Prediction of direction of field (B) when the current I flows in the direction of the thumb
The right-hand rule for motion produced with screw threads

The right-hand rule is a convention in vector math. It helps you remember direction when vectors get cross multiplied.

1. Start by closing your right hand and stick out your pointer finger.
2. Stick your thumb straight up like a your making the sign for a gun.
3. If you point your "gun" straight ahead, stick out your middle finger so that it points left and all your fingers are at right angles to each other.

If you have two vectors that you want to cross multiply, you can figure out the direction of the vector that comes out by pointing your thumb in the direction of the first vector and your pointer in the direction of the second vector. Your middle finger will point the direction of the cross product.

Remember that when you change the order that vectors get cross multiplied, the result goes in the opposite direction. So it's important to make sure that you go in the order of ${\displaystyle {\vec {thumb}}\times {\vec {pointer}}={\vec {middle}}}$.

## Variations

There is another rule called the right-hand grip rule (or corkscrew rule) that is used for magnetic fields and things that rotate.
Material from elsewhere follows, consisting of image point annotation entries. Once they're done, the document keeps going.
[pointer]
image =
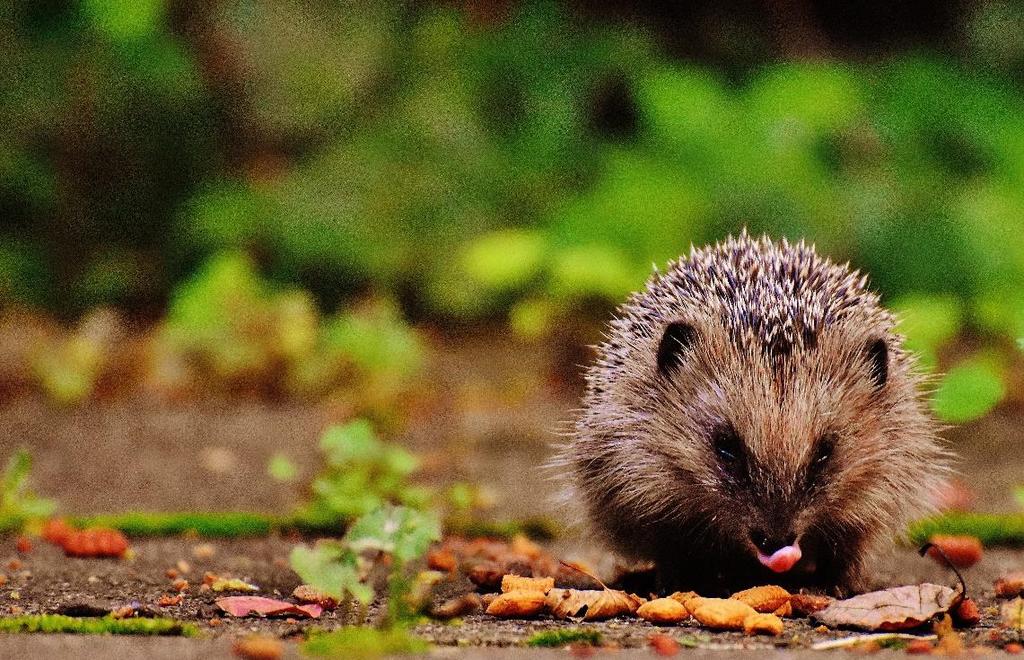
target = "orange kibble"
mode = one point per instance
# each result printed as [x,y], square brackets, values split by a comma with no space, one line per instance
[258,647]
[95,542]
[665,611]
[517,604]
[441,560]
[758,623]
[516,582]
[967,613]
[962,551]
[720,614]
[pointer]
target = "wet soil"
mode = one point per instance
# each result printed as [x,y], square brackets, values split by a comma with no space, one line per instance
[492,418]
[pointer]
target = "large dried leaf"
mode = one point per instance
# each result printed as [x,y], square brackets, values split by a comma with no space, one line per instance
[897,609]
[592,605]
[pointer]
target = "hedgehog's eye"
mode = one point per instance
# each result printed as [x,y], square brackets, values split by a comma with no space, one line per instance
[728,447]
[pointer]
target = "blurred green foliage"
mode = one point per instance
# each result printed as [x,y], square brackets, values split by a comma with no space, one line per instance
[18,503]
[343,569]
[240,331]
[521,167]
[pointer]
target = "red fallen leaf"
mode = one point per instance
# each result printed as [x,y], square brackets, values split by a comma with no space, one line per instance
[246,605]
[962,551]
[967,613]
[900,608]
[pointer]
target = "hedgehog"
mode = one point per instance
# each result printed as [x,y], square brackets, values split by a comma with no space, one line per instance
[753,418]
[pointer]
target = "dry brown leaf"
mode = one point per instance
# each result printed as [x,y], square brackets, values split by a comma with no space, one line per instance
[592,605]
[899,608]
[516,582]
[949,643]
[308,594]
[1012,614]
[763,624]
[764,599]
[1010,585]
[663,611]
[720,614]
[522,545]
[517,604]
[683,597]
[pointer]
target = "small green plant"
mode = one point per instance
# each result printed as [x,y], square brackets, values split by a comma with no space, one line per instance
[230,327]
[17,502]
[390,538]
[95,625]
[564,636]
[361,474]
[361,643]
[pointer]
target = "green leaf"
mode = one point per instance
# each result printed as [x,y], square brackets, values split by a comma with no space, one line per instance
[331,568]
[969,391]
[929,322]
[361,642]
[353,442]
[504,260]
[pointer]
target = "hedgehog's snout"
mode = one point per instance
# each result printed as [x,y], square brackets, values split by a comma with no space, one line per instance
[777,551]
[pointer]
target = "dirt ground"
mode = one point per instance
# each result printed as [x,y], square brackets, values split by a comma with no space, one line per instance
[489,424]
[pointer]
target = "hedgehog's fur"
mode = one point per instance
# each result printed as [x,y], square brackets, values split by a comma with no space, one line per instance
[794,358]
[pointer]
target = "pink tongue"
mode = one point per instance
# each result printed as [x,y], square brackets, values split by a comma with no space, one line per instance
[782,559]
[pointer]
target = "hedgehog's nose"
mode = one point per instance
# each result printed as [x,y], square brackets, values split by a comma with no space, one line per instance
[768,543]
[777,553]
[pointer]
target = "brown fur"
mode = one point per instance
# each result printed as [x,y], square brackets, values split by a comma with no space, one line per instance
[779,351]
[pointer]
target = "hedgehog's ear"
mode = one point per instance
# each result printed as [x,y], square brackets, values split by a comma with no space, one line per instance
[678,338]
[878,362]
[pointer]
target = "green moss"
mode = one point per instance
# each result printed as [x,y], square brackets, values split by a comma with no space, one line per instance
[225,524]
[242,524]
[991,529]
[95,625]
[564,636]
[358,642]
[541,529]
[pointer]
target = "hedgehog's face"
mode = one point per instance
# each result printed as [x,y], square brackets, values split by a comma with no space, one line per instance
[788,454]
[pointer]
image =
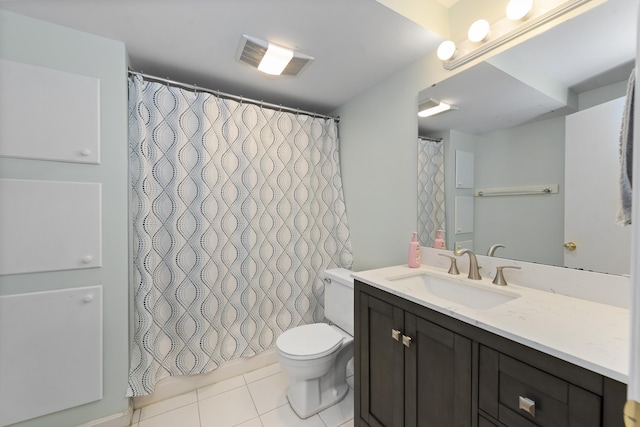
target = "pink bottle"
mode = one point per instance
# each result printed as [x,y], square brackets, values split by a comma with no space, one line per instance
[414,251]
[438,243]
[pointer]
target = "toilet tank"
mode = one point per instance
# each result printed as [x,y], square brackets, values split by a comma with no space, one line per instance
[338,298]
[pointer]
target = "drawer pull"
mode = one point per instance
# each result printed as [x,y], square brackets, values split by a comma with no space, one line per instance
[527,405]
[406,341]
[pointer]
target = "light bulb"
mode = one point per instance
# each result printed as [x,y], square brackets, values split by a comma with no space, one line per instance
[518,9]
[446,50]
[478,30]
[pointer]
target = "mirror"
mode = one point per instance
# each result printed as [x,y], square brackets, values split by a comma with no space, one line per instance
[511,118]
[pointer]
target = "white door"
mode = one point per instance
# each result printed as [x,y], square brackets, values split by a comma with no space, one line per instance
[592,168]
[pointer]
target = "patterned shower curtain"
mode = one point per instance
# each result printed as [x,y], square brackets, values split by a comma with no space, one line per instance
[431,202]
[236,209]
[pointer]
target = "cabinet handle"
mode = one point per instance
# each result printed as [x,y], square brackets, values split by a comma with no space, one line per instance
[527,405]
[406,341]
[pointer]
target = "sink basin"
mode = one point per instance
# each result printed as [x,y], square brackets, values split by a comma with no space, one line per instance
[464,292]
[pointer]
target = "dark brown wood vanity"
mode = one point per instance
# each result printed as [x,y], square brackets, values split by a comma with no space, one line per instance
[417,367]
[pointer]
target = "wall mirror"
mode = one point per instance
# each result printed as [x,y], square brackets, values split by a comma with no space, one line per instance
[515,112]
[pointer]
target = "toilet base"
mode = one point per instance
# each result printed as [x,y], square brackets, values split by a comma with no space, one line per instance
[329,398]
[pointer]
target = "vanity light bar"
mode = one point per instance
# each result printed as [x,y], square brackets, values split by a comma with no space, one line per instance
[515,33]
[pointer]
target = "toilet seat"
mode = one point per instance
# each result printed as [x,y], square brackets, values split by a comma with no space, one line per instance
[309,341]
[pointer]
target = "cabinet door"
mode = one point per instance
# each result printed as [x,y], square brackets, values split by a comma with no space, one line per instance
[438,376]
[381,367]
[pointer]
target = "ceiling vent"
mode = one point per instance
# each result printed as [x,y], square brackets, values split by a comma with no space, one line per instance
[252,50]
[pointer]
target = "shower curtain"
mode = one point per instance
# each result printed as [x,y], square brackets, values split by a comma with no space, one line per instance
[431,201]
[236,209]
1. Start by putting your right hand out flat and point your thumb straight out so that it is at a right angle to your other fingers.
2. Now curl your fingers into a fist and keep your thumb out (like a Thumbs Up).
3. Match how your fingers curl in to the way something is moving. The direction that your thumb is pointing is the direction of the vector we use to talk about it.

You can do this in reverse by starting your thumb in the direction of the vector and see how your fingers curl to see the direction of rotation. If you point your thumb in the direction of current in a wire, the magnetic field that comes up around it is in the direction of your curling fingers.